Il DEF richiama anche alla politica e più precisamente alla legge elettorale: “le liste di candidati dovranno garantire la presenza paritaria di uomini e donne e nella successione interna non possono esserci più di due candidati consecutivi del medesimo sesso”. Il DEF quindi recepisce la necessità di stabilire l’alternanza di genere nelle liste dei candidati alle elezioni come fondamentale per garantire la presenza femminile e potenzialmente la parità di genere tra i politici eletti. Uno studio recente (Baltrunaite et al., 2013) ha dimostrato che le quote di rappresentanza di genere  possono avere effetti benefici sulla qualità della classe politica: non si tratta solo di avvicinarsi alla parità numerica, ma anche di mettere in moto meccanismi di selezione incentivanti. Dovendo prestare attenzione al genere dei candidati, i partiti avranno più incentivi a compiere una selezione accurata di tutti i candidati, uomini e donne. Alcune analisi hanno evidenziato come il meccanismo delle quote di genere possa essere ulteriormente rafforzato dalla combinazione con la doppia preferenza di genere, come sperimentato nelle elezioni municipali a partire dal 2013: questo duplice dispositivo incrementa la presenza femminile sia tra le donne candidate che tra le donne elette. In assenza della possibilità di esprimere una preferenza, come previsto per le elezioni nazionali, un vincolo sulla modalità di composizione delle liste per genere, al di là di un obbligo di rispetto dell’equilibrio numerico tra uomini e donne, sembra quindi necessario. Una maggiore presenza di donne elette si potrà accompagnare ad una diversa agenda decisionale, più attenta ai bisogni delle famiglie e ai problemi sociali, terreno fertile per promuovere l’adozione di misure appropriate per una maggiore partecipazione delle donne al mondo del lavoro.

 

Fonte: OECD, 2013

 

(1)    La legge 120/2011 è stato l’unico vero cambiamento nelle politiche di genere del nostro Paese. L’introduzione di quote di rappresentanza di genere per i consigli di amministrazione e collegi sindacali delle società quotate e a partecipazione pubblica, pur nella sua portata rivoluzionaria, è tuttavia una misura pensata per le posizioni di vertice e non per aumentare il tasso di occupazione femminile, anche se, indirettamente, potrebbe comportare qualche effetto positivo in un meccanismo a cascata capace di propagare l’attuazione della parità dal vertice verso il basso.

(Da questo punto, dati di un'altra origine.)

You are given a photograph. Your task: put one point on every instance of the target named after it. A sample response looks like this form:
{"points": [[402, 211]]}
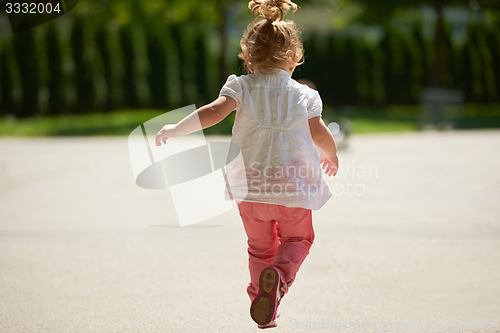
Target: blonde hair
{"points": [[271, 40]]}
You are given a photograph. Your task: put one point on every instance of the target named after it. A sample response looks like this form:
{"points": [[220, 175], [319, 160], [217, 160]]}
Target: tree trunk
{"points": [[437, 79]]}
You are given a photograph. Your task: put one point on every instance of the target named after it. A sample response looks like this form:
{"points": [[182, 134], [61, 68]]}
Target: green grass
{"points": [[366, 125], [115, 123]]}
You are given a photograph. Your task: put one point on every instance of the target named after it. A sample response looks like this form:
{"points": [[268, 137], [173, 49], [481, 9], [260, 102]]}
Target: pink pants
{"points": [[277, 235]]}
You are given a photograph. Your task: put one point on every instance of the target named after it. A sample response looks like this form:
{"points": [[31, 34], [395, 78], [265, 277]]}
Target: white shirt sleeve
{"points": [[232, 88], [315, 105]]}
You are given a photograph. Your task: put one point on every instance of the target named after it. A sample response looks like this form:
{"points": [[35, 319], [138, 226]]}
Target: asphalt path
{"points": [[410, 241]]}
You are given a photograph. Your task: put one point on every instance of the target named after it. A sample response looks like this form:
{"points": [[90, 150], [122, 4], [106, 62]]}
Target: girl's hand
{"points": [[166, 132], [329, 164]]}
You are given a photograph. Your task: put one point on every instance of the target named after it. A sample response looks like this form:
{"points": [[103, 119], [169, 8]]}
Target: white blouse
{"points": [[279, 163]]}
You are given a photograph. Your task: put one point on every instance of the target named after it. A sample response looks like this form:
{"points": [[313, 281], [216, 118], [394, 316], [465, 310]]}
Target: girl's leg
{"points": [[262, 240], [296, 236]]}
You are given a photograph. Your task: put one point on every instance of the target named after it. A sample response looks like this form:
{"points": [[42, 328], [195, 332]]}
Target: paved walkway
{"points": [[410, 240]]}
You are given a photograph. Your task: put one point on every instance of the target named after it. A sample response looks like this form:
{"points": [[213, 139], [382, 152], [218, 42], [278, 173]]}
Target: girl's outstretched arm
{"points": [[205, 116], [323, 139]]}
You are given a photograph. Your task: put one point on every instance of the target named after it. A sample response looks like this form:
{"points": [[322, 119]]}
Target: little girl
{"points": [[277, 121]]}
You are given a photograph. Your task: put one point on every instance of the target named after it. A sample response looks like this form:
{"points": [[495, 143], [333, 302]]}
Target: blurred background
{"points": [[385, 65]]}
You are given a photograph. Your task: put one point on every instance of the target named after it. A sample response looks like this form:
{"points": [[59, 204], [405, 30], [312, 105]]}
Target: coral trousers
{"points": [[278, 236]]}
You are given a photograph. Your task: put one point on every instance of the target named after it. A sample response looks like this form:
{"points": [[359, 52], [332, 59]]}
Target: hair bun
{"points": [[273, 10]]}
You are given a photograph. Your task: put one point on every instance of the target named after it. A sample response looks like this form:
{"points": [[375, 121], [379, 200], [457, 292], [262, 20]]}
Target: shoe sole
{"points": [[264, 305]]}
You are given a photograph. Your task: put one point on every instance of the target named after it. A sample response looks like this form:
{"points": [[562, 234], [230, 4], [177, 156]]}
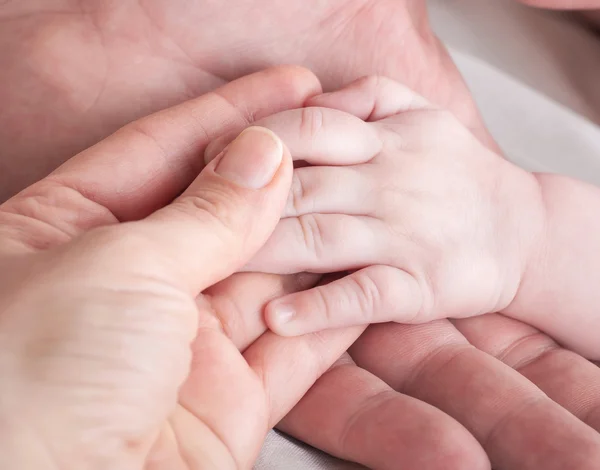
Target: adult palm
{"points": [[74, 70]]}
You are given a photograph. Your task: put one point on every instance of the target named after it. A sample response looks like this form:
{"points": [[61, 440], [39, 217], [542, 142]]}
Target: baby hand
{"points": [[430, 223]]}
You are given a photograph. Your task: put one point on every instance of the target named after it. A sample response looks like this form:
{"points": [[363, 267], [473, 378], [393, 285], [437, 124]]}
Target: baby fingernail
{"points": [[283, 313]]}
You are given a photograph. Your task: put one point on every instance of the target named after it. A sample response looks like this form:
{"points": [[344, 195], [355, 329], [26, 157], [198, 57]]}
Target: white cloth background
{"points": [[536, 78]]}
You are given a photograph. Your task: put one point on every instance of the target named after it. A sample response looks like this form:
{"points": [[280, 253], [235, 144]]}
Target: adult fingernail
{"points": [[252, 159]]}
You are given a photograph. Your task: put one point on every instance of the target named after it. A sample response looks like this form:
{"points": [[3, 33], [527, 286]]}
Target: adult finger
{"points": [[223, 217], [237, 303], [150, 161], [516, 423], [379, 427], [567, 378], [319, 136]]}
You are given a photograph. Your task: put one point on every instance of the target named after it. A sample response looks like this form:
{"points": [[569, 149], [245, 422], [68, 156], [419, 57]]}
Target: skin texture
{"points": [[111, 356], [433, 224], [75, 71]]}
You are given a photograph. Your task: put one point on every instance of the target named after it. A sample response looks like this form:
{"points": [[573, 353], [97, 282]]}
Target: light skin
{"points": [[406, 409], [116, 352], [433, 223]]}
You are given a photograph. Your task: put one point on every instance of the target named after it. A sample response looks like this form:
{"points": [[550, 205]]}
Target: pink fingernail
{"points": [[284, 313]]}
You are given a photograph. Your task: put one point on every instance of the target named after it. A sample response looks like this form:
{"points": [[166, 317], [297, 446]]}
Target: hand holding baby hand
{"points": [[431, 222]]}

(2)    Un segnale positivo in questa direzione viene dal disegno di legge in discussione in Commissione Istruzione al Senato (ddl1260) che prospetta la destinazione di risorse aggiuntive all’istruzione tra gli 0 e i 6 anni, sottraendo questa voce di spesa da quelle sottoposte al patto di stabilità.

 

Riferimenti bibliografici

 

Ceriani, L., Casarico, A., Profeta, P. in collaborazione con Silvia Sacchi, Corriere Economia 8/2/2010

Baltrunaite, A., Bello, P., Casarico, A., Profeta, P. Gender quotas and the quality of politicians, Fedea wp 2013-11

Casarico, A., Profeta, P., Savio, G. 2014, An assessment of gender quotas and double preference voting in Italian municipalities, mimeo, Università Bocconi.